Yes. I mean I started treatment at the hospital in May and things, for like about a month things were still very, very unsettled and I wasn't really making much of, much of an attempt to take my insulin more regularly. But like gradually kind of like over the summer and like up until now I've been like gradually working on taking my insulin more regularly. Yes, because I was in treatment for the eating disorder that really helped. Because like they didn't just focus on the eating disorder, because they understood that like me not taking my insulin was, like if they just dealt with kind of the eating aspects of things then it wouldn't help, because I wasn't taking my insulin, so that I needed support from like the diabetes side. So they arranged for me to start seeing a GP who like knew more about diabetes than they did. And that's been really helpful, because it's just given me a chance to kind of talk about like the diabetes aspect of things. And…
 
What has changed? I mean with this new, seeing a new psychiatrist and psychotherapists, what has changed? Regarding the sort of treatment?
 
It's that I'm specifically having treatment that's targeted on overcoming my eating disorder. And it's very proactive and, because it's cognitive behaviour therapy. And like rather than just kind of talking about things and saying, 'This is how it is' it's like I sit and plan what I'm going to do and how I'm going to do it, why I need to do it. And it really makes me kind of think about things and cha-, and my thinking change, and it works on changing like my attitudes and my habits. And so as the treatment has progressed like I've made more and more changes, and been able to maintain more. It's, with like starting to take my insulin again, it has been so hard because, I don't know, I somehow got the attitude that insulin, although it's what keeps me alive, I kind of treated like it was something poisonous. Because when I didn't take my insulin I could see the numbers on the scale going down, and when I started taking it again then they'd go up again. And I couldn't deal with that.
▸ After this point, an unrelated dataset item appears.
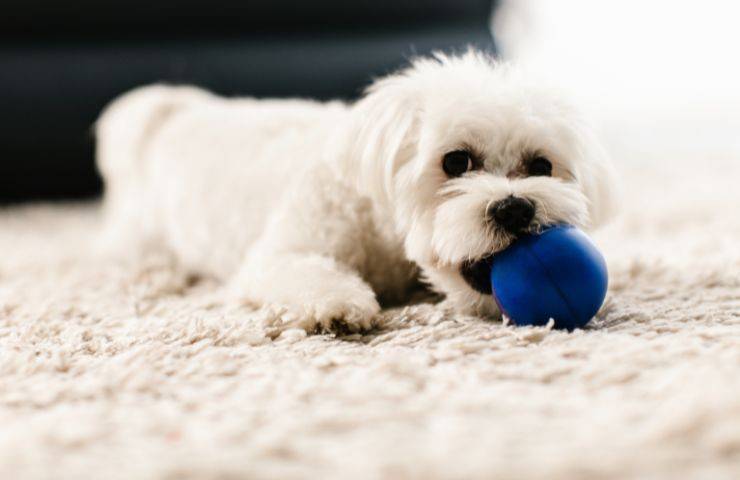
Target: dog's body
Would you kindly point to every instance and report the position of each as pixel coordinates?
(316, 210)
But, yes, so it's been a real struggle. Like I've had like times where I've managed to do like really well with taking it for like a week or something, and then like just completely fallen back down again. But for the past six, for the past six, seven weeks with, like me and the doctor has been in quite a lot of contact. And she's in contact with like my psychiatrist and my therapist and she got into contact with my diabetes team. So they're all kind of collaborating together.